Africa is seeking her "place and relation" in the world. Ms. Wrong, who has the view of "The FinancialTimes" of London is aghast by Mobutu's actions (a creation of Belgium, the U.S., and France)as a placeholder in that process. Nevertheless at the end of the day, there are those of us who would not withhold from Africa whatever platform is required to accomplish her "place and relation" in the world much as Britain, France, the U.S., and other nation-states have -- over a much more ample time. Even the best of these (Italy, for example, is yet seeking her "place and relation" in the world) and have found that place -- and relation -- by trial and error.

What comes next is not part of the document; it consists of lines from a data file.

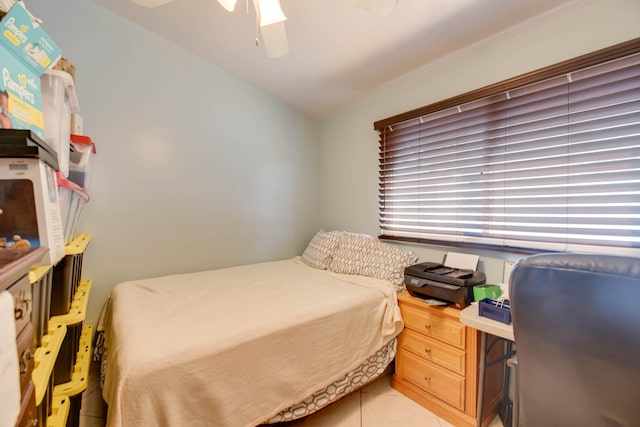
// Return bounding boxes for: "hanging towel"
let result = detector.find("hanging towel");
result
[0,291,21,426]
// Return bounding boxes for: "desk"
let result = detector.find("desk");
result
[460,304,518,427]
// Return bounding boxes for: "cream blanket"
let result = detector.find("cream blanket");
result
[103,257,403,427]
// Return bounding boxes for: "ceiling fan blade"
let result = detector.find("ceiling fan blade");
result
[131,0,173,9]
[338,0,399,16]
[260,21,289,58]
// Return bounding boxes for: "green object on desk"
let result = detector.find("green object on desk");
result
[473,285,502,301]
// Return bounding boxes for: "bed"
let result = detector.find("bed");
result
[103,231,417,427]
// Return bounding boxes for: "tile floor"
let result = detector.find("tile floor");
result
[80,367,502,427]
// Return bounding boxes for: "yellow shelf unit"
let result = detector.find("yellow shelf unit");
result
[47,396,71,427]
[31,324,67,406]
[49,280,93,326]
[53,325,93,396]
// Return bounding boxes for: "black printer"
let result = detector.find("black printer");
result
[404,262,487,308]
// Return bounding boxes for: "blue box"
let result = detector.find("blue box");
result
[0,2,61,139]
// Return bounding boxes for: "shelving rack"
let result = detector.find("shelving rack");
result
[29,234,93,427]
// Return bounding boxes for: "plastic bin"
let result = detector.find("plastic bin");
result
[68,134,96,191]
[40,70,80,178]
[56,173,89,245]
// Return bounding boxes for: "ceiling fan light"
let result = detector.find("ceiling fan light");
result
[260,21,289,58]
[258,0,287,27]
[218,0,237,12]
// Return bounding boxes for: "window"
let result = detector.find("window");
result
[374,39,640,255]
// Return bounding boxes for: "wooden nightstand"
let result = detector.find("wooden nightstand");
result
[391,291,503,427]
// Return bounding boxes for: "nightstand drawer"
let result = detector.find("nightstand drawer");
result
[396,348,465,411]
[398,329,465,375]
[400,305,465,350]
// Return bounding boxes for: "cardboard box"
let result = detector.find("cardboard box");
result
[0,2,60,139]
[0,158,65,265]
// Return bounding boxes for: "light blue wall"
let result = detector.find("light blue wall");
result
[318,0,640,283]
[26,0,317,323]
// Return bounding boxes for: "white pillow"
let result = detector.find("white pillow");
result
[328,233,418,290]
[302,230,340,270]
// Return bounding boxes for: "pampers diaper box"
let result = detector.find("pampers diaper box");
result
[0,2,61,139]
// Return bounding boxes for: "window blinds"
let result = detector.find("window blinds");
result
[378,46,640,254]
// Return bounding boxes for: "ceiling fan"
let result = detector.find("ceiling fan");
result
[131,0,399,58]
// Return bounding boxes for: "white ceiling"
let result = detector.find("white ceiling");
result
[94,0,579,118]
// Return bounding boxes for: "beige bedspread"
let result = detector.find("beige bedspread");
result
[103,257,402,427]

"In The Footsteps of Mr. Kurtz" would deny the former Zaire (today's,Democratic Republic of Congo) this" seeking process, insisting instead, that the Continent get perfect today. Unlike other nations, (which did not have the C.I.A., the I.M.F., the World Bank, or Ronald Reagan/Henry Kissinger/Chester Crocker and Stephen Morrison of CSIS catwalking and checkmating their every development effort; nor every corporation in the western world work against, or effectively undermine, the interests of their citizens), neither the former Zaire nor Africa as a Continent has ever been a metaphor for independent ambitions of politicians or aspirations of the people. The DNC has always been an instrument of someone else's will, desire, and projecton of power. Britain, an empire, essentially, of "My dear boys," and "My poor childs," understands this exactly. Thus viewed, Mobutu was a placeholder between Patrice Lumumba (who was assasinated because of the vision he held for what the former Zaire could be), and Laurent Kibila (similarly, assasinated). Against whom does Micheld Wrong complain? For whom does she complain about Mobutu? About What? Exactly?

We forget, it seems, that in the wake of great evil to a people, the typical results are not often Mandelian: A definition of what "horrors" we could expect in the DRC receive a benchmark definition from Adam Hochschold's "King Leopold's Ghost." Ms. Wrong reminds us, in approach, analysis, and conclusions, of the "pretty young thing" who happened, also, to be blond -- straight out of the University of Chicago Law School -- who deigned to know "Why blacks in the deep South hadn't gone right out to vote?" in the immediate aftermath of the Voting Rights Act? There are "agents of socialization" involved in the routinization of politics, democracy, and in what it means to be "citizen" of "a nation."

Democracy, transparency, accountability all, are processes, that take significant political time, accessoried by ritual, symbolism, and metaphor, to perfect. Having with-held "the thing itself," "In the Footsteps of Mr. Kurtz" would deny time for these processes so essential to its manifestation. Only corporate colonialism -- to which The Times of London, like The Economist -- is "friendly" toward the notion that "Corporations should run Africa" -- does not hold this essential principle, inviolate.

Had Africa a Monsenieur Class that class would have applauded this book: so impossibly naive, consistently uncritical of Mobutu's enablers, and unsophisticated it is. Ms. Wrong -- who obviously means well -- brings to what could have been a significant work, a Defendants' Brief, which Defendant has a previous history as perpetrator. It comprises a vast mystification of the original unspeakable evil to even ask the questions,or expect the solutions posed by Ms. Wrong.

Why should Mobuto, Kabila; or Mugabe and Mandela/Mbeki, for that matter, govern perferctly or produce perfect democracies surrounded as they are by unbridled corporations and infringed by said corporations' sponsoring governments to produce "good government" after 20 years? Western governments have not produced perfect democracies after 200 years+ operation. This is not just because the templates of colonialism format, still, Africa's economies, and are thus out of sync with their nascent or developing democracies, but because the countries from which democratic templates for Africa issue have, themselves, yet to achieve "perfect democracies."

Far better that Ms. Wrong consider following in the footsteps of Charles Dickens' "Mr. deFarge," or, better still, Mademosell deFarge, to appreciate the situation that could have been,and still may be.